You hear your name and you meet with the doctor and he tells you that you have three good embryos. You exhale for the first time all morning. The fourth, he says, never should have been frozen, so we will transfer the remaining three. They put you in a room, offer you a valium which you gratefully accept. Then you take the walk. The walk to the “other” part of the clinic, where the transfer and rooms and the surgery areas for retrieval and the embryology lab are all located.
There’s a bed with blankets and chocolates, a nice touch. You’ve been drinking water all morning, but of course it’s not enough and you have to drink more. The nurse, who’s always so sweet, tells you that she’ll be back to check you in a few minutes. Your cd is in and playing, and it’s sort of relaxing but it’s hard not to cry anyway. And if you’re me, you say “this is it” – meaning this is IT, because this is pretty much your last shot at this. No more embryos, no more money. The embryologist comes in to make sure the name on your wristband matches the name attached to the embryos she’s been thawing and then the doctor comes in to get things rolling.
As much as you want this part to be peaceful, to be something beautiful, it’s not. It’s painful, with the full bladder and the pushing and maneuvering to get things in position. They tell you they are transferring the embryos and you’re looking at the ultrasound screen and all you see is snow. They try to make you comfortable and tell you to lay there for 10 minutes and set an egg timer. Of course by then ALL you can think about is how badly you have to pee and how badly it hurts to not be able to.
And the lack of dignity continues when they bring you a bedpan because you’re in pain from not being able to pee and that becomes a disaster because, well, it’s a bedpan and finally the bell on the egg timer rings and you give up and decide to just get dressed and go down the hall to the bathroom. When you get up it’s like when you’ve been drinking and haven’t stood up for awhile and you stand up and realize how much you’ve really had. The valium has kicked in and you need to lean on your partner in order to walk 50 feet to the bathroom.
When you get home, you make your way slowly up the stairs and climb into bed and fall asleep for hours. You spend the next few days feeling like every little cough, move, or whatever is jeopardizing the little embryos inside of you. Your best friend comes over to help out because your partner has to work and you have two little ones at home and the doctors tell you bedrest.
And now you sit, 5dp5dt, and your first beta is tomorrow. They won’t tell you anything, because they do a 6 and an 8dpt and don’t give you any information until after the 8dp5dt test. You understand but it’s cruel and unusual punishment to drag you out there for a blood test that they hold onto the results for 2 days for. So you analyze every symptom and lack of symptoms and wonder what could possibly be going on in there.

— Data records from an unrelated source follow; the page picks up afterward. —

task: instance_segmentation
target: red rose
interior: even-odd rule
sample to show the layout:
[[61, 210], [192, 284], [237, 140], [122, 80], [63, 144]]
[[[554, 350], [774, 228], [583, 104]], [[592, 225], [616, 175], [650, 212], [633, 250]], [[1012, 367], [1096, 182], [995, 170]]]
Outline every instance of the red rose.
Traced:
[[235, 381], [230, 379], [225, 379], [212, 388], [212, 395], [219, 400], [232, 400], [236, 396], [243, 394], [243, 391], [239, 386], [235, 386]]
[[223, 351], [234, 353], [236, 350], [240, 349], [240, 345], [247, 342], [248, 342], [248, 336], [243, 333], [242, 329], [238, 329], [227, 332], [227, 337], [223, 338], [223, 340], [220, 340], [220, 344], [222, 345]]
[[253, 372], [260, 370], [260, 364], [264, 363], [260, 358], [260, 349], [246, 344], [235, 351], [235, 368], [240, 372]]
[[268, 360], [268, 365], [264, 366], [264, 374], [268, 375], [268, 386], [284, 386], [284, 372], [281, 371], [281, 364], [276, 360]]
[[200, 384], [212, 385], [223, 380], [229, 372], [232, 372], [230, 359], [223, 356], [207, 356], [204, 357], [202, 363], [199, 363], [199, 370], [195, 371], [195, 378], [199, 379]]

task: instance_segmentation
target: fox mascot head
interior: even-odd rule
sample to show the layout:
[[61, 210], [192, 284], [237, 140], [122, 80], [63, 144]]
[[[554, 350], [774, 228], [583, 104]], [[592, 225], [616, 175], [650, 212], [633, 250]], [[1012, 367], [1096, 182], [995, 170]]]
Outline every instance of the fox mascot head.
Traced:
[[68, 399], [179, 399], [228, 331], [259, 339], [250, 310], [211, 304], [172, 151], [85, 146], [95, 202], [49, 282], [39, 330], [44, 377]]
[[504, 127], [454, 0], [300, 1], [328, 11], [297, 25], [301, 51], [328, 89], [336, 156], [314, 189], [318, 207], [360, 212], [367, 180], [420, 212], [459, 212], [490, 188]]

You think of people you know, family, friends, who have gotten pregnant without any of this. And you would never wish infertility on your worst enemy, but you sometimes wish they understood. Because you wouldn’t be trying so hard to keep this process from them if they did. So the circle of people who “know” is small. Supportive, wonderful, and small.
So when you look ahead at the week to come, you’ve already prepared yourself to have to call in sick if the news isn’t good. And you pray. For strength.